Agradeço ao Prof. Alexsandro de Sousa Brito e ao grupo de estudos em Macroeconomia pela análise das projeções que fiz utilizando modelo de dispersão construída sobre análise polinomial. Algumas chegaram a R2 menos consistentes, pelos motivos expostos na minha fala e reconhecidos como justos pelo trabalho do grupo da UFMA, porém algumas desta análises chegaram a distribuições bem mais adequadas, com R2 de 0,98 inclusive e não foram sequer mencionadas. A referida análise, por mais bem intencionada que seja, parte da estimativa feita do comportamento da doença na Ilha e do interior como se a mesma coisa fossem, coisa que não o são, assumindo uma projeção global do referido estudo do Imperial College. Só essa observação já jogaria severa incongruência de quaisquer análises adicionais, mas creio que é importante discutir a temática per scientiam.

De toda forma, como já falo há bastante tempo, os dados da SES tornam qualquer tipo de projeção em longo prazo sujeita a inconsistências. Modelos bioestatísticos aplicados em momentos de pandemia por novas doenças acirram mais ainda essas dificuldades. Nenhum modelo, inclusive o do Imperial College, que por duas vezes já foi revisado pelos próprios autores em decorrência de graves falhas metodológicas consegue, isoladamente, mostrar-se adequado. Em virtude da baixa testagem no estado (menos 0,6% da população foi submetida a avaliação objetiva do coronavírus), nenhum de nós terá esta resposta.

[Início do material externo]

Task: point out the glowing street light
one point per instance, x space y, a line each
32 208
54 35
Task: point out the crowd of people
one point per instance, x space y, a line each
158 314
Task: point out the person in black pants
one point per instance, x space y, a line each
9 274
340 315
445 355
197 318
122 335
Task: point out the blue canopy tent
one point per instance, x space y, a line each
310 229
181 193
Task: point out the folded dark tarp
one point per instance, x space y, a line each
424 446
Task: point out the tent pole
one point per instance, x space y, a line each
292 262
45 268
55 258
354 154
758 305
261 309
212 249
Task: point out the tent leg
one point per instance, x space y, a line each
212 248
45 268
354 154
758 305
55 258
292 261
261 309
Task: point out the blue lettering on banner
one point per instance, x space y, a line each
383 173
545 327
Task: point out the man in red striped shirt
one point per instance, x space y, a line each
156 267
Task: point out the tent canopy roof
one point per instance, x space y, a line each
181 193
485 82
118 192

Quanto à modelagem do Imperial College, que sustentou a crença do governo de que a Inglaterra poderia enfrentar a epidemia, deixando a infecção passar, criando “imunidade de rebanho” no caminho, era mais preocupante. O modelo, baseado num código de 13 anos de idade para uma pandemia de gripe há muito temida, supunha que a demanda por unidades de terapia intensiva seria a mesma para as duas infecções. Os dados da China logo mostraram que isso é perigosamente errado, mas o modelo só foi atualizado quando mais dados saíram da Itália, onde as UTI’s foram rapidamente sobrecarregadas e as mortes dispararam. Se fosse apenas esta falha, estaríamos menos desconfiados. Adicionalmente, o referido modelo não considerou o impacto de testes rápidos generalizados, rastreamento de contatos e isolamento, que podem ser usados nos estágios iniciais de uma epidemia ou em condições de bloqueio para manter as infecções reduzidas a tal ponto que, quando as restrições são levantadas, o vírus não deve se recuperar. Não se trata de saber se os modelos são falhos, mas de que maneira eles são falhos, e os modelos ainda podem ser extremamente valiosos se suas deficiências forem apreciadas. Como com outras fontes de informação, no entanto, elas nunca devem ser usadas sozinhas. E como não podem ser utilizadas sozinhos, creio que a análise mais acurada será aquela feita em conjunto pelos médicos, bioestatísticos e profissionais de modelagem matemática que quiserem se somar a esta difícil tarefa de prever o comportamento desta complexa doença. O convite que faço à comunidade acadêmica é que, ao invés do esforço para tentar analisar o passado, é que nos unamos na construção de projeções para o futuro da pandemia e do pós-pandemia.